Für die Angabe von Messintentionen bitten wir, die Termine ebenfalls telefonisch abzustimmen und das Geld (5 Euro pro Messe) zusammen mit den Namen, die verlesen werden sollen, in einem Briefumschlag in den Briefkasten des Pfarrbüros einzuwerfen.

Die Öffnungszeiten für alle weiteren speziellen Anliegen werden wie zuvor sein:

Dienstag bis Donnerstag jeweils von 08.00 Uhr bis 11.00 Uhr.

 

  • Wichtige Hinweise zu unseren Gottesdiensten in der Coronazeit

    Wir sind dankbar, wieder die Möglichkeit zu gemeinsamen Gottesdiensten zu haben. Umso mehr Verantwortung haben wir, im gegenseitigen Miteinander und durch Rücksichtnahme zu vermeiden, dass unsere Mitmenschen durch das neuartige Coronavirus angesteckt werden. Dazu gibt es strenge Vorgaben des Freistaates Bayern und des Bistums Augsburg, die wir einhalten müssen und für die wir um Verständnis werben:

    1. Wer Fieber oder Symptome einer Atemwegserkrankung hat (da genügt schon eine „harmlose“ Erkältung) oder innerhalb der vergangenen 14 Tage Kontakt mit einem positiv Getesteten hatte, darf am Gottesdienst nicht teilnehmen. Auf das Teilnahmeverbot im Falle einer nachgewiesenen Infektion mit Covid-19 und der damit verbundenen Quarantäne weisen wir ebenfalls hin.

    2. Beim Betreten der Kirche sowie später beim Verlassen ist auf die Einhaltung des Mindestabstandes zu achten. Ein Ordnungsdienst ist beim Zugang zur Kirche und beim Einnehmen der Plätze behilflich.

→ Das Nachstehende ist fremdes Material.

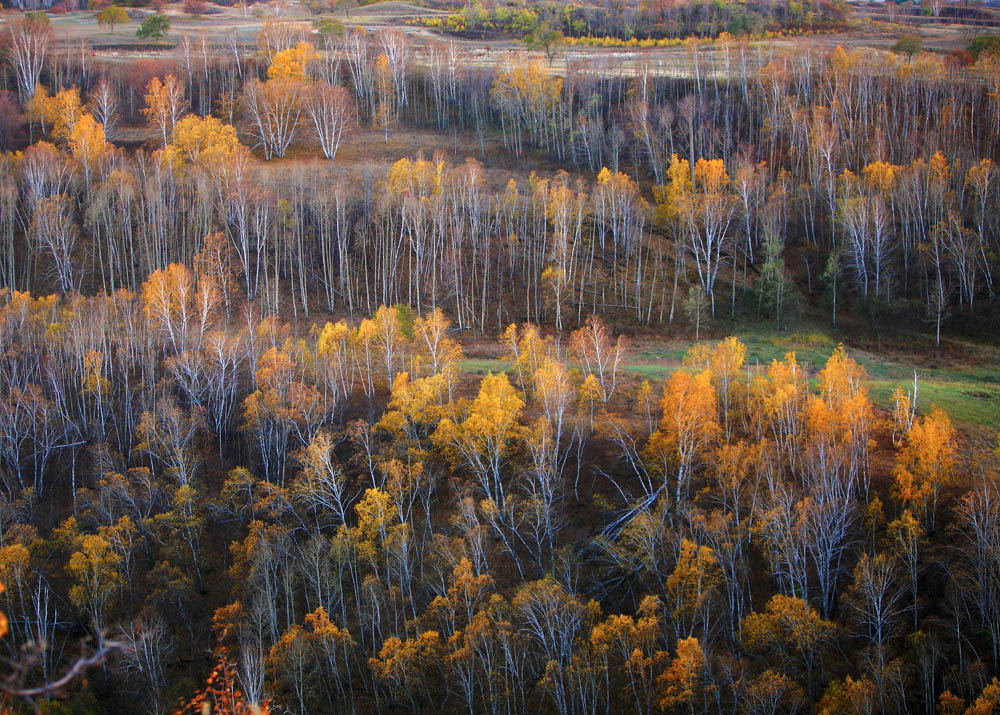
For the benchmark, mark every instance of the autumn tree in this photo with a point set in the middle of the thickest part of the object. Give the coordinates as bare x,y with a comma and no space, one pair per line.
591,346
482,440
925,465
165,105
112,15
689,425
793,632
331,109
275,106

    3. Hygiene: Beim Betreten und Verlassen der Kirche muss ein Mund-Nase-Schutz getragen werden. Dieser darf abgenommen werden, sobald man seinen Platz in der Bank eingenommen hat. Für die Hände steht ein Desinfektionsspender bereit. Gesangbücher sind selbst mitzubringen. Wer kein eigenes hat, kann eines über das Pfarrbüro ausleihen.

    4. Der Mindestabstand beträgt 1,5 Meter. In unseren Kirchen haben wir (mit Anrechnung der Empore) folgende Platzzahlen ermittelt: 

  • - Markt Rettenbach 60

  • - Engetried 44

  • - Frechenrieden 56

  • - Eutenhausen 29

  • - Mussenhausen etwa 25

  • Familien und Ehepaare, die zusammen wohnen, sollen gemeinsam in einer Bank sitzen, wobei dann keine haushaltsfremde Person zusätzlich mehr in dieser Bank Platz nehmen darf. Die vorgesehenen Plätze sind markiert.

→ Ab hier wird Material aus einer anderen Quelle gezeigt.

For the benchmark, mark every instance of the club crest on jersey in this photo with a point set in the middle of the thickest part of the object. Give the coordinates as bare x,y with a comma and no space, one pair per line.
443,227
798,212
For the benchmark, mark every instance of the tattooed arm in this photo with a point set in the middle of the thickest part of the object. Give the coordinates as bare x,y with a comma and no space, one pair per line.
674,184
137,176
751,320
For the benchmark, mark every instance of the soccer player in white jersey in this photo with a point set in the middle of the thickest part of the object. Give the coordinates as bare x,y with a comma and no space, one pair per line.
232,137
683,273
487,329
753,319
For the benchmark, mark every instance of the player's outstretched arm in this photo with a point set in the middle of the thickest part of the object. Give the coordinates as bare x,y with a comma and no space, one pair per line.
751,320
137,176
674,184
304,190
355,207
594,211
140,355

    6. Die Spendung der Kommunion bedarf besonderer Aufmerksamkeit. Pfarrer und Kommunionhelfer müssen dabei Mundschutz anlegen und sich die Hände vorher desinfizieren. Ein Körperkontakt ist in jedem Fall zu vermeiden. Sollte eine Berührung stattfinden, muss der Pfarrer/Kommunionspender die Kommunionspendung unterbrechen und die Handschuhe wechseln. Mundkommunion ist in ganz Bayern untersagt. Bitte beachten Sie beim Anstehen die Bodenmarkierungen, um den Mindestabstand einzuhalten.

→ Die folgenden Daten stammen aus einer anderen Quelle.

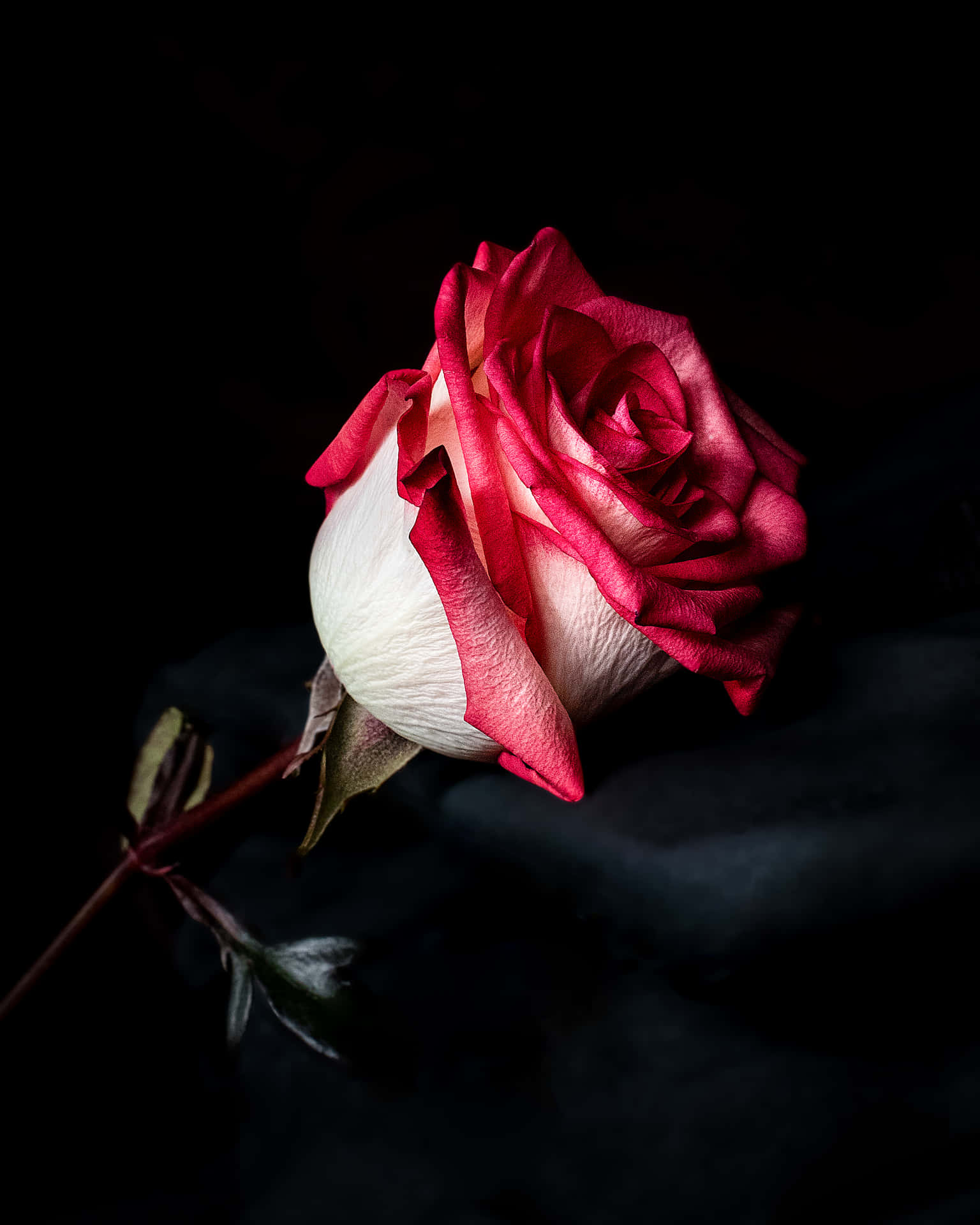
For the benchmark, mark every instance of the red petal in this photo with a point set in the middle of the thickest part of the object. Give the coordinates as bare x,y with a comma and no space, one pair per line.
509,697
354,447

  • 7. Nach Ende des Gottesdienstes darf auf dem Vorplatz unter keinen Umständen eine Ansammlung gebildet sowie der Mindestabstand nicht unterschritten werden.

 

Allen schon jetzt ein herzliches Vergelt’s Gott dafür, dass Sie das alles im Gebet mittragen, die Mitmenschen dadurch im Blick behalten und somit Gott die Ehre geben.